Fantastyczne zwycięstwo odniosła w niedzielę Fiorentina w meczu 24. kolejki Serie A. Ekipa z Toskanii rozbiła Sampdorię Genua aż 5:1. Mimo wysokiego wyniku, jednym z kluczowych piłkarzy Fiorentiny był Bartłomiej Drągowski. Polski bramkarz popisał się kilkoma znakomitymi interwencjami, w tym m.in. w doliczonym czasie pierwszej połowy gdy zatrzymał strzał głową Lorenzo Tonellego.
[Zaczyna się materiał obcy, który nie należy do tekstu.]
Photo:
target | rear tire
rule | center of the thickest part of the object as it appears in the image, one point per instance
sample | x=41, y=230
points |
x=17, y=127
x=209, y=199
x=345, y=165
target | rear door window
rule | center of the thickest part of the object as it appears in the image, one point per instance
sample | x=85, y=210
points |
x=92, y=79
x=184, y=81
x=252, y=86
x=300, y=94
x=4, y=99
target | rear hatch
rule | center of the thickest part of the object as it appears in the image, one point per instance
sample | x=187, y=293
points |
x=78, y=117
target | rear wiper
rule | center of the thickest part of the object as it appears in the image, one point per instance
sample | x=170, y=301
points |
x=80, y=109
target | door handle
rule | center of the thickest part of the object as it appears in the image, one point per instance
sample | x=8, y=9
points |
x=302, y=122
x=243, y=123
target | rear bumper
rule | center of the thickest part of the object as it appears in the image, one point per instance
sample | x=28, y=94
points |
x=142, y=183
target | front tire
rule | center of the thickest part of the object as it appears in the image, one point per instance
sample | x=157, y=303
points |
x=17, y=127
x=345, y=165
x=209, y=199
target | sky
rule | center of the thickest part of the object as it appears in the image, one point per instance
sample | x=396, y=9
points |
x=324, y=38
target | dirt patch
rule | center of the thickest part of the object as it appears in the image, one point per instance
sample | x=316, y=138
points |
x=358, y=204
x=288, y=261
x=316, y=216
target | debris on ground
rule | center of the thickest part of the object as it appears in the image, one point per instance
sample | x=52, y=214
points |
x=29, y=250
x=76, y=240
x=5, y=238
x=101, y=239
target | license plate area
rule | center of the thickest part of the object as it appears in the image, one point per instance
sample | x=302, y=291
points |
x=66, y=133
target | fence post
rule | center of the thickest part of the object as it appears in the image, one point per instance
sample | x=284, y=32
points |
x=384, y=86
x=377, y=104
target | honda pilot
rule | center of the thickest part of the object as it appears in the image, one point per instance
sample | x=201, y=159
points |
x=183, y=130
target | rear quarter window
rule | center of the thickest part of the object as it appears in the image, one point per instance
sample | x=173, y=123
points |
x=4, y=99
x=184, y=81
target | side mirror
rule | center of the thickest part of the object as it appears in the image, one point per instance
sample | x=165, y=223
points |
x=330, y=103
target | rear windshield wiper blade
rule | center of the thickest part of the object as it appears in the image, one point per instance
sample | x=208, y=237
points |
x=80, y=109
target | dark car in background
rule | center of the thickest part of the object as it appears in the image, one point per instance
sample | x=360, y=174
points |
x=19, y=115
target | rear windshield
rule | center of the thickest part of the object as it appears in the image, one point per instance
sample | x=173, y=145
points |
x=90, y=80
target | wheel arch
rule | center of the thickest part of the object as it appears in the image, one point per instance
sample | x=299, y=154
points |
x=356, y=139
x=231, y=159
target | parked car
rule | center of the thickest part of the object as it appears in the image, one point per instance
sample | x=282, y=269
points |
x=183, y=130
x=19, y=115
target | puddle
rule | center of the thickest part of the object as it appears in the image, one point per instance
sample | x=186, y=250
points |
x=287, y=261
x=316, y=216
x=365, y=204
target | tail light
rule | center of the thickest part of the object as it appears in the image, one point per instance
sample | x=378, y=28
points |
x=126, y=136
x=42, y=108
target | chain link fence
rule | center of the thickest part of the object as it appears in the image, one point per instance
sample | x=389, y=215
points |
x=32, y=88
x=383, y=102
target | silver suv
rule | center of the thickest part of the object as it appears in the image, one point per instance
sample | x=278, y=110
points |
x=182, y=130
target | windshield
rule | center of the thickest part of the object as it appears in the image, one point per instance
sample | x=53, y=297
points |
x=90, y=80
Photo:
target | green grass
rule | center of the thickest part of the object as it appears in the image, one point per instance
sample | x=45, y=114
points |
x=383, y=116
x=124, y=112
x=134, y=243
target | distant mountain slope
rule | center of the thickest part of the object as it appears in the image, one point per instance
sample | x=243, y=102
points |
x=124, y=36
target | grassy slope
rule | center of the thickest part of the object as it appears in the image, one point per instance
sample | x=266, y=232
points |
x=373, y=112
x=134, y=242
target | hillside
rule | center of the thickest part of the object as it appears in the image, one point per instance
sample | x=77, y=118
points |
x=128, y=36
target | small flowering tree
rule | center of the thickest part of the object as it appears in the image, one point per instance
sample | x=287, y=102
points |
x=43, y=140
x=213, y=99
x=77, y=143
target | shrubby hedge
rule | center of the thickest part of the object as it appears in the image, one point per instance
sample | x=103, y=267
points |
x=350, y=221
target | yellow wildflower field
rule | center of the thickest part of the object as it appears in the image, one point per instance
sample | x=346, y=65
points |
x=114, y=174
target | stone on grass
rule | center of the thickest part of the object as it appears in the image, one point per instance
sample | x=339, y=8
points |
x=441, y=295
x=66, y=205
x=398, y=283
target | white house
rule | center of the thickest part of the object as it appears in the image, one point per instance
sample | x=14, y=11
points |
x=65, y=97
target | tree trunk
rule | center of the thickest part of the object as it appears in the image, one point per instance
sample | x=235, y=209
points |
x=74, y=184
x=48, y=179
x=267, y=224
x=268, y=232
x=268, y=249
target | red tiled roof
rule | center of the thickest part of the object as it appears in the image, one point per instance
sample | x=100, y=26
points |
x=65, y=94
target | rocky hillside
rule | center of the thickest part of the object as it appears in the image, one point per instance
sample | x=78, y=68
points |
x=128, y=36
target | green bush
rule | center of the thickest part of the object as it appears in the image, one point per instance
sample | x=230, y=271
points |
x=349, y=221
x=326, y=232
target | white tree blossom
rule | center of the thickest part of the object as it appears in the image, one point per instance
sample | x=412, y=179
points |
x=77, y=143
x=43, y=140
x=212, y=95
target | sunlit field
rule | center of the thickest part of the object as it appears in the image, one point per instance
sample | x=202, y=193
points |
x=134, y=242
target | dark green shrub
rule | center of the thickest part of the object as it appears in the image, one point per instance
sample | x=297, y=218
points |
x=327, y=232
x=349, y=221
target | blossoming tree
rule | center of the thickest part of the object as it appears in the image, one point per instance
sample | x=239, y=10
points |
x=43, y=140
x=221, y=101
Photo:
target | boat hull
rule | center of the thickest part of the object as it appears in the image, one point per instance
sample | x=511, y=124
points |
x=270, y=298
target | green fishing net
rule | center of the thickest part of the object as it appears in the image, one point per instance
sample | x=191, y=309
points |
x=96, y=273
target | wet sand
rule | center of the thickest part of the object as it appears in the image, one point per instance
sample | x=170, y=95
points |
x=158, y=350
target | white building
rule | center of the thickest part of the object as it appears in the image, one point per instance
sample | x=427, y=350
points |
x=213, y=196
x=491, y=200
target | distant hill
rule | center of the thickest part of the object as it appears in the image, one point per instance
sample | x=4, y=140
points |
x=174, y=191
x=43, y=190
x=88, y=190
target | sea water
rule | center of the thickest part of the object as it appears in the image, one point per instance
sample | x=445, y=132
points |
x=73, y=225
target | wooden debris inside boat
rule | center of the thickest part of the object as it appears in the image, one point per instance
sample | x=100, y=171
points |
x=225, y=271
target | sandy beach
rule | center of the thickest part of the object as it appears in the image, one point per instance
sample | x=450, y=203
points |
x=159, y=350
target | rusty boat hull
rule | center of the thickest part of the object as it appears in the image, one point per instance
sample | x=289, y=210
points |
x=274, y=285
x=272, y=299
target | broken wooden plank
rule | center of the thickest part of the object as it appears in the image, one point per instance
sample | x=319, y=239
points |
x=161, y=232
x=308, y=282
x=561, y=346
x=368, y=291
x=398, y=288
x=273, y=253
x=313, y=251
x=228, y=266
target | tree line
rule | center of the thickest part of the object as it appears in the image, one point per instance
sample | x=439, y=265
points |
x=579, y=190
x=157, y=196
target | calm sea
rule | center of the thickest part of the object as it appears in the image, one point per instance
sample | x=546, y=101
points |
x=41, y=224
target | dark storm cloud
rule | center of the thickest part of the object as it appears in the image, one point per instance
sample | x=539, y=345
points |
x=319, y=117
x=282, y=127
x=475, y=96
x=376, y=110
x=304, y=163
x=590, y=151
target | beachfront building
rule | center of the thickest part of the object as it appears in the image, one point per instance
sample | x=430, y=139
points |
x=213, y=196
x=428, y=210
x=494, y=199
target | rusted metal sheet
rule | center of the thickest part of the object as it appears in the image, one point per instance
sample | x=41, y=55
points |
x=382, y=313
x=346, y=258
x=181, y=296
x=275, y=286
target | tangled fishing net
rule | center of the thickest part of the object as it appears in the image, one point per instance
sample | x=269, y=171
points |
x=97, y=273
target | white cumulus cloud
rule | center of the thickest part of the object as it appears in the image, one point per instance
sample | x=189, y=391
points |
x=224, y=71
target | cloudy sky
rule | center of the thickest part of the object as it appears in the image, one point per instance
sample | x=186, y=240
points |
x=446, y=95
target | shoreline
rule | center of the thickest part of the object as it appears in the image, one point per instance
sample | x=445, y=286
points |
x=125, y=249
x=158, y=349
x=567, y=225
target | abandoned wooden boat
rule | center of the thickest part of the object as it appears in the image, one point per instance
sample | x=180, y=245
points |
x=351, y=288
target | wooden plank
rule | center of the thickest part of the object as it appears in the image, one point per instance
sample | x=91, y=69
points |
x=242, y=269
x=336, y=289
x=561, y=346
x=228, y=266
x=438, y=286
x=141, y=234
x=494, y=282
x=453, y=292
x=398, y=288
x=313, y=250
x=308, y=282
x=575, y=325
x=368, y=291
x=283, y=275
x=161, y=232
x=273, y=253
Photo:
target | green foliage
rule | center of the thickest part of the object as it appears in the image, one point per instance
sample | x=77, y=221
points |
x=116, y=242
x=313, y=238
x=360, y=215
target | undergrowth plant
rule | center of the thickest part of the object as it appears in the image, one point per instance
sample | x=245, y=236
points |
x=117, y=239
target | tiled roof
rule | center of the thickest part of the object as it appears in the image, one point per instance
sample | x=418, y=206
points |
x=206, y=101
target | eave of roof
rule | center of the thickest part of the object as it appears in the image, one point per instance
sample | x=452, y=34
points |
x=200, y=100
- Był nie do pokonania. Zapobiegał stratom goli po perfekcyjnych interwencjach. W końcówce meczu przy bramce Gabbiadiniego nie miał nic do powiedzenia - chwalił Drągowskiego portal FantaMagazine, przyznając mu notę 7,5 w skali od 1 do 10.
Ocenę 7 polski bramkarz otrzymał od serwisu Calciomercato.it. - Mimo wysokiej wygranej Fiorentiny to Polak jest autorem najlepszej interwencji, gdy zatrzymał Tonellego w końcówce pierwszej połowy - uzasadniono.
Zdecydowanie gorzej włoskie media oceniły grę Bartosza Bereszyńskiego i Karola Linetty'ego, którzy wystąpili w drużynie Sampdorii. Od Calciomercato.it obaj otrzymali notę 5, a od FantaMagazine Bereszyński 4,5 a Linetty 5,5.